Enfin ! Agnès Bihl nous propose son premier roman. Déjà auteure interprète de cinq albums qui nous réjouissaient de ses textes chantés, désormais elle nous comble avec « La vie rêvée des autres ». Où comment l’amitié sur plusieurs décennies entre une femme et deux hommes très âgés remporte le combat de la vie pour sauver Mado, prisonnière d’un asile de vieux. Des personnages truculents selon la verve toujours aussi subtile et fine d’Agnès Bihl, portés par une intrigue actuelle ne peut que vous ravir. Un bon conseil, lisez ce roman et vous ne vous verrez plus vieillir et décrépir sans un regard critique et une autodérision salutaire.
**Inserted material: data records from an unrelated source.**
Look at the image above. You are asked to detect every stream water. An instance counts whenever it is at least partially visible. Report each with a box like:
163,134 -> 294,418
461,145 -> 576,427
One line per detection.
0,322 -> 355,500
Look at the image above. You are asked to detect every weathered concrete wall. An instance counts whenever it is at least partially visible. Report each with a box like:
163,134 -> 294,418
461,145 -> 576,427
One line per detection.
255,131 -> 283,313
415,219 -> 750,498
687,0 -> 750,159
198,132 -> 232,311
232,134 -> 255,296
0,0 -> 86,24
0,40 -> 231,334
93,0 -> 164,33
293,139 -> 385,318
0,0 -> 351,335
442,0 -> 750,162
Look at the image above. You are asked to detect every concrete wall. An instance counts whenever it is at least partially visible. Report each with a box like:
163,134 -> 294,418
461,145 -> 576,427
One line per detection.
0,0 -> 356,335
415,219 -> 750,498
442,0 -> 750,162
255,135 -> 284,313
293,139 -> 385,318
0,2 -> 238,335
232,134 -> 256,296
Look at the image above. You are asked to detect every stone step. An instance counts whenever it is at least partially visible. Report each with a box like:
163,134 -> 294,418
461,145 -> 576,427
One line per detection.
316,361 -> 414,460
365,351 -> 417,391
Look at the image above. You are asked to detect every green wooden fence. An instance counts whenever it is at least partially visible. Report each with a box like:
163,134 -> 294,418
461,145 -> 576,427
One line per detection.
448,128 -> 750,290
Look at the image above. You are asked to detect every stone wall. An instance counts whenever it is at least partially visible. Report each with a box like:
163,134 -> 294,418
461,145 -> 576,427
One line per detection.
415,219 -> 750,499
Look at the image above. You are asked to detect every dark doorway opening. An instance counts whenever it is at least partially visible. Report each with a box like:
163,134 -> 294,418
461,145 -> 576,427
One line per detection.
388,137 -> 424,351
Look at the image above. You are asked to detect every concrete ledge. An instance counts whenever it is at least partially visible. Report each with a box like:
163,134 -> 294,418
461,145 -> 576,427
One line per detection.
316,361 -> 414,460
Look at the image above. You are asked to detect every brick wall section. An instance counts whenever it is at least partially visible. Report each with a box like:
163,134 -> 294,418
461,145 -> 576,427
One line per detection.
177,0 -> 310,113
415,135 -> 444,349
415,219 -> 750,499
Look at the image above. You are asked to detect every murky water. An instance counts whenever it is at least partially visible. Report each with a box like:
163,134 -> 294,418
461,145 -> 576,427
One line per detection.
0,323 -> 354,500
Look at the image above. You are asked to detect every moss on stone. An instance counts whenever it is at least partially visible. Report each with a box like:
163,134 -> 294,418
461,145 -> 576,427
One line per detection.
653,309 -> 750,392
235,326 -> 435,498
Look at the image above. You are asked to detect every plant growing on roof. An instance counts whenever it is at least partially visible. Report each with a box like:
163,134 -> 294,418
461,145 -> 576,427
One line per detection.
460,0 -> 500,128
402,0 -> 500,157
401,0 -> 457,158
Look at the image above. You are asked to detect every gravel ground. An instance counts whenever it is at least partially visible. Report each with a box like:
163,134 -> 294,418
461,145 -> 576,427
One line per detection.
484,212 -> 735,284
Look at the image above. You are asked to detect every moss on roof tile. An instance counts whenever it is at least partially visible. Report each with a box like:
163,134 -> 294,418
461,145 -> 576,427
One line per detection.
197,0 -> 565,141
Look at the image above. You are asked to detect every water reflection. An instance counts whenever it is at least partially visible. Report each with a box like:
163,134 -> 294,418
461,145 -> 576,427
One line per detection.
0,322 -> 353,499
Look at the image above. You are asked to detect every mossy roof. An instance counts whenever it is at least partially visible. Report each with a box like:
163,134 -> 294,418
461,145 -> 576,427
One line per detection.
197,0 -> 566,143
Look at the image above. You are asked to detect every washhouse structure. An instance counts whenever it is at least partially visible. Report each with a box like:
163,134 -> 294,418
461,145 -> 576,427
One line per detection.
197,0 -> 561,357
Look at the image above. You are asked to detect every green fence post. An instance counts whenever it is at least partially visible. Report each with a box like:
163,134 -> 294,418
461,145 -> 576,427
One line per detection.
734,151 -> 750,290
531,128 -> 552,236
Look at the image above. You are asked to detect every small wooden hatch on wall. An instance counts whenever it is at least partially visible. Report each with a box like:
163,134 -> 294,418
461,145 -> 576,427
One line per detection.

Agnès Bihl, comme dans la chanson de Brel, est revenue à la littérature avec la sortie de son premier roman : « La vie rêvée des autres  » aux éditions Don Quichotte.
J’avais fait l’impasse, cave que je suis, sur son recueil de nouvelles paru en 2013 qui portait le même titre que son album « 36 heures de la vie d’une femme (parce que 24, c’est pas assez)  » Ce même album que j’avais adoré.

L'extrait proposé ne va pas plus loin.